With Nielsen FINALLY ready to release more inclusive local data that factors in non-linear viewership (and Comscore claiming they already can) that means the ability to aggregate impressions has never been better. And in a pivotal midterm election year, local TV provides more avails, targeted reach by state and collectively more different content that isn’t being duplicated on national streaming services–which, incidentally, still compromises a large proportion of viewership to the likes of Hulu, Paramount Plus and Peacock.
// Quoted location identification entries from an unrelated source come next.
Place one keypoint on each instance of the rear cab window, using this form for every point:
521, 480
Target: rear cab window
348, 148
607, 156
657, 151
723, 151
And while the most obvious assumption could–and should be–some sort of Nexstar and Sinclair deal, even those entities couldn’t pass federal muster or necessarily manage their combined assets effectively without finding some other entity to take care of some of it. Gray seems to have both money and opportunity to jump into the fray. And given how well Gray’s been doing in their at bats–and that includes a couple of local sports efforts that have replaced failed Sinclair RSN strategies in not-so-insignficant markets such as Phoenix and New Orleans, it’s easy to see why they may be a more attractive partner to someone like Nexstar.
One other note that could assist public sentiment. Many of Gray’s smaller markets represent the kinds of “news deserts” that are potentially being most impacted by the impending demise of the Corporation for Public Broadcasting. Since they already have boots on the ground in many of these areas, they are best positioned to use their own local talents–perhaps augmented by some of the displaced former voices of NPR and PBS outlets–to fill those voids. An audio-only or even video-supported version of what was once the purview of non-commercial stations would go a long way to quelling fears of impending disaster. Having the resources of larger markets to help round it all out only makes this possibility all the more feasible.
So go right ahead and focus on the bigger names if you must. I for one have always found gray–all fifty shades of it–to be a lot sexier to watch.